As shown in Figure 1, after 72 hours of transfection, more than 80% of U87/MG cells were successfully transfected with the FAM-labeled negative control (Figure 1A, Figure 1B); The light intensity was strong (Fig. 1C); most U87/MG cells died after transfection with miR-1913 antisense oligonucleotide (Fig. 1D).

MTT-based cytotoxicity assay:

Add the prepared MTT (Sigma) 5 mg/ml (prepared with 0.9% physiological saline) to the cells obtained in the previous step, add 20 μl to each well, incubate at 37°C, 5% CO ₂ for 4 hours, then suck out the medium and For MTT, 100 μl of DMSO was added to each well and the absorbance value of OD570-OD630 was read by a microplate reader (see Table 1).

Table 1

Calculate the inhibition rate:

The calculated inhibition rate of cell growth was 86.25±2.00%.

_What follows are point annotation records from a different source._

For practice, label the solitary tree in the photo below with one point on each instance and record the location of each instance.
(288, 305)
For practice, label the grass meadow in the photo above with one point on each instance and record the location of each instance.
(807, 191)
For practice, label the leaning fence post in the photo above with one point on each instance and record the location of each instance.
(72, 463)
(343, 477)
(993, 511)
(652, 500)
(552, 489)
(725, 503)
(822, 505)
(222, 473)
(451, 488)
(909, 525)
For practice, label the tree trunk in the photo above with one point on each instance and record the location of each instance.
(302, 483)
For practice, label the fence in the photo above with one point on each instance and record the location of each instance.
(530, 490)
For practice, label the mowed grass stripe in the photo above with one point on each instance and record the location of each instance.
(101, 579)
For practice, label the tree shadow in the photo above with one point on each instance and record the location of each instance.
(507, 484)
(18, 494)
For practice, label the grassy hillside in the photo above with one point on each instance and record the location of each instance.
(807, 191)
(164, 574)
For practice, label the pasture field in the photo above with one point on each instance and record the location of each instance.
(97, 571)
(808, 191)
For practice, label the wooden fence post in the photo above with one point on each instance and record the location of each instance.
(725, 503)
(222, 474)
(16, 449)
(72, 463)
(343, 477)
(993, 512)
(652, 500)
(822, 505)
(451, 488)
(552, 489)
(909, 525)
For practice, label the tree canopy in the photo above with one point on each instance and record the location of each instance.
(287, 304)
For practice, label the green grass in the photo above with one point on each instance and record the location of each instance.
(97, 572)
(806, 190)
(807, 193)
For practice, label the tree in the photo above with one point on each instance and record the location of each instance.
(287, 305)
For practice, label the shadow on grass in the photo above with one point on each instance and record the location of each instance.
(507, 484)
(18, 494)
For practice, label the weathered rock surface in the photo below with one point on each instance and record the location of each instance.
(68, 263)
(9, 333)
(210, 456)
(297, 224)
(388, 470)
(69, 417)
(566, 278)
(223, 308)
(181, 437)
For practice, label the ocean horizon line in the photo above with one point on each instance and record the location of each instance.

The results show that: the human miR-1913 antisense oligonucleotide provided by the invention has a good inhibitory effect, and the inhibitory rate on the growth of U87/MG exceeds 86%.

Claims (7)

1. the application of an antisense oligonucleotide of human microRNA-1913 in the preparation of a medicine for the treatment of glioma, characterized in that, the antisense oligonucleotide is composed of the following nucleotide sequence Complementary sequence composition: 5'-UCUGCCCCCUCCGCUGCUGCCA-3'. 2. The use according to claim 1, wherein the antisense oligonucleotide sequence is 5'-UGGCAGCAGCGGAGGGGGCAGA-3'. 3. The use according to claim 1, wherein the antisense oligonucleotide is ribonucleotide, deoxyribonucleotide or a chimera of ribonucleotide and deoxyribonucleotide. 4. The use according to any one of claims 1-3, characterized in that the antisense oligonucleotide is further modified. 5. The use according to claim 4, wherein the modification is selected from one or more of ribose modification, base modification and phosphate backbone modification. 6. The use according to claim 5, wherein the modification is selected from one or more of thio modification, 2'-methoxy modification and cholesterol modification. 7. The use according to claim 1, wherein the antisense oligonucleotide is administered in combination with other therapeutic drugs.